State v. Grimes, 47 N.C. App. 476 (1980)

July 1, 1980 · North Carolina Court of Appeals · No. 801SC73
47 N.C. App. 476

STATE OF NORTH CAROLINA v. FRANK EVERETTE GRIMES

No. 801SC73

(Filed 1 July 1980.)

Constitutional Law § 40- failure to inform defendant of right to counsel - absence of prejudice

Defendant was not prejudiced by the fact that he may not have been informed of his right to be represented by counsel before he entered a guilty plea where defendant has not argued that he was indigent and therefore entitled to appointed counsel at the time he entered his guilty plea or that he lacked the opportunity to retain counsel between the time of his arrest and trial.

Appeal by defendant from Strickland, Judge. Order entered 23 May 1979 in Superior Court, Dare County. Heard in the Court of Appeals 22 May 1980.

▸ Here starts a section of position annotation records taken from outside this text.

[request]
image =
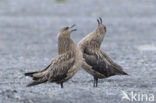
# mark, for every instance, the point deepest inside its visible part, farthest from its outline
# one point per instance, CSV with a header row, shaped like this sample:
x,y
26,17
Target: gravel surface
x,y
28,42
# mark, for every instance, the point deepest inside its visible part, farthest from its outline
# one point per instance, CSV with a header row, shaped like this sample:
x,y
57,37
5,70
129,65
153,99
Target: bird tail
x,y
119,69
38,77
124,73
36,82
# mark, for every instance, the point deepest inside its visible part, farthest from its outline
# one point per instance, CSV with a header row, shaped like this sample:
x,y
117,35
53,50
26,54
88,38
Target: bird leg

Defendant was charged with driving under the influence of intoxicating liquor. G.S. 20-138. He pled guilty and was sentenced to 90 days, suspended on conditions. Defendant moved for a new trial on the ground that he had not been informed of his right to be represented by counsel and was not represented by counsel when he pled guilty. G.S. 15A-1415 (b)(3) and G.S. ISA-1417 (a)(1). In support of his motion he presented his and his wife’s affidavits, which indicated that defendant was not represented by counsel, that he did not waive his right to counsel, and that “to the best of [their] recollection[s]” he was not informed of his right to counsel. The State presented the affidavit of the prosecuting attorney in the case, who testified to the routine that was always followed to inform defendants of their right to counsel. He had no specific recollection of defendant’s case. Defendant’s motion was denied.

*477Defendant petitioned Superior Court for a writ of cer-tiorari, which was denied. Defendant then petitioned this court for a writ of certiorari, and this petition was allowed.

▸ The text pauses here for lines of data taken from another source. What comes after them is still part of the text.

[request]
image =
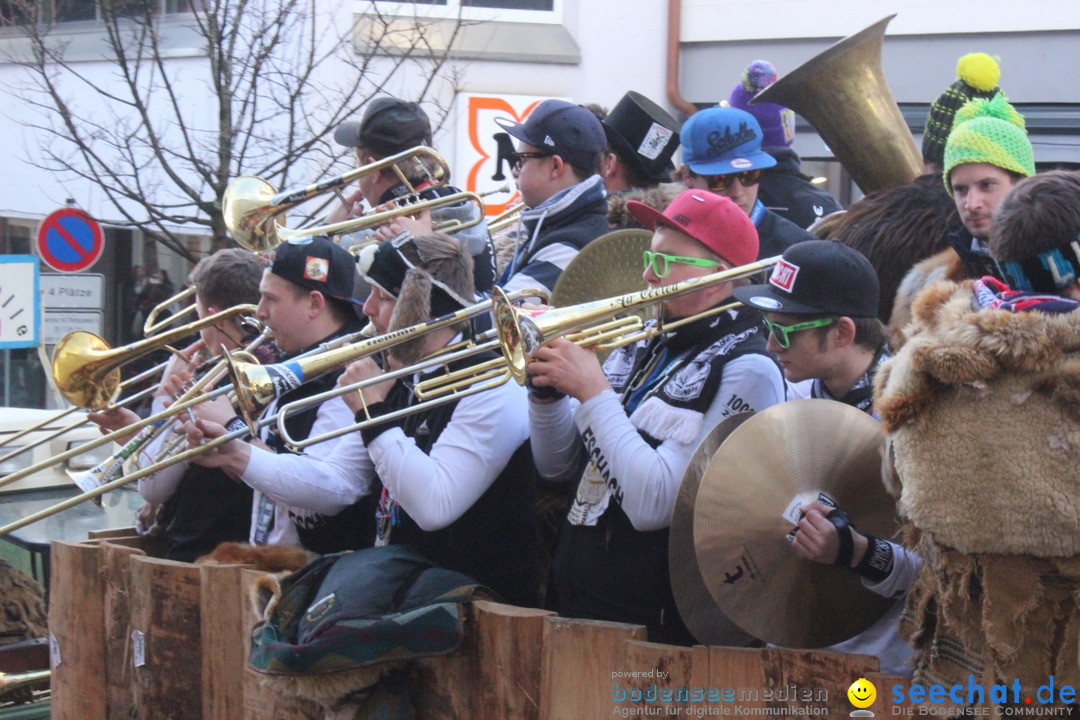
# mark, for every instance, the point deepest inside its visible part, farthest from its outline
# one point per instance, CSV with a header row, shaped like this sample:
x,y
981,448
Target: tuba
x,y
842,93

Attorney General Edmisten, by Assistant Attorney General Jane Rankin Thompson, for the State.

Kellogg, White & Evans, by Thomas N. Barefoot, for defendant appellant.

ARNOLD, Judge.

We note as a preliminary matter that defense counsel’s failure to comply with Rule 9 (b)(4) of the Rules of Appellate Procedure has made the record on appeal unnecessarily difficult to follow. Items in the record on appeal should be arranged in chronological order.

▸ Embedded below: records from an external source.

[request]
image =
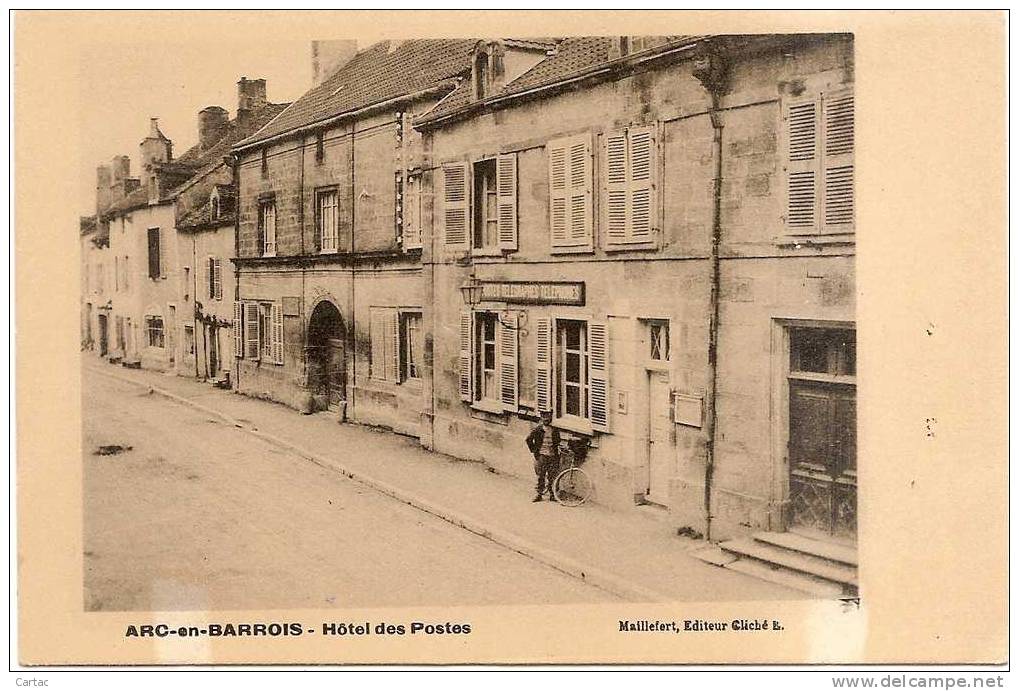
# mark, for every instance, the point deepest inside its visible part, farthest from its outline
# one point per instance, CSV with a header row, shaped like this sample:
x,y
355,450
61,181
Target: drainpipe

The facts in this case give rise not to the question of whether defendant was denied his right to counsel, but instead whether as defendant phrases it, he was denied “his constitutional right to be advised of his right to counsel.” Defendant relies upon our decision in State v. Lee, 40 N.C. App. 165, 252 S.E. 2d 225 (1979), to support his position that he is entitled to a new trial. Having reviewed that case, however, we disagree with defendant’s assertion that the facts in Lee are identical to those in the case at bar.

The defendant in Lee was charged with failure to support his illegitimate child. The parties stipulated that defendant was not informed of his right to be represented by counsel, and that he did not make a written or oral waiver of his right to counsel. Moreover, the trial court also found that the defendant was not indigent, and this finding was not challenged on appeal.

Additional stipulated facts in Lee reveal, however, that defendant was a member of the armed services and that since the time of his arrest he had been unable to employ counsel to represent him. The trial court refused to grant defendant a continuance to employ counsel, thus depriving defendant of his right to counsel. As we noted then, the stipulated facts of Lee negated a knowing and intelligent waiver of counsel.

*478While our decision in Lee is consistent with Argersinger v. Hamlin, 407 U.S. 25, 32 L.Ed. 2d 530, 92 S. Ct. 2006 (1972), we do not find Argersinger helpful in the matter now before us. Neither Argersinger nor any other case which we have been able to find holds that a nonindigent defendant must expressly waive his right to counsel before he can enter a plea on his own behalf. On the contrary, G.S. 15A-1012(a) provides that “[a] defendant may not be called upon to plead until he has had an opportunity to retain counsel or, if he is eligible for assignment of counsel, until counsel has been assigned or waived.” (Emphasis added.)

Defendant here does not argue that he was indigent and therefore entitled to appointed counsel at the time he entered his guilty plea. Nor does he argue that he lacked the opportunity to retain counsel in the twenty days between the time of his arrest and the hearing of his case. He relies solely upon the fact that “to the best of his recollection” he was not informed of his right to be represented by counsel. Although there was some evidence that defendant was so informed, the trial court made no finding on the point. Assuming, however, that for some reason the prosecuting attorney varied from his usual routine and did not inform defendant of his right to be represented by counsel, defendant has not argued any prejudice to him flowing from the omission. Even errors of constitutional dimensions can be harmless, see Justice Huskins’ dissent in State v. Hill, 277 N.C. 547, 178 S.E. 2d 462 (1971), and in the absence of any showing to the contrary we find that to be the case here.

We find no error and conclude that the order of the trial court should be

Affirmed.

Judges Martin (Robert M.) and Hill concur.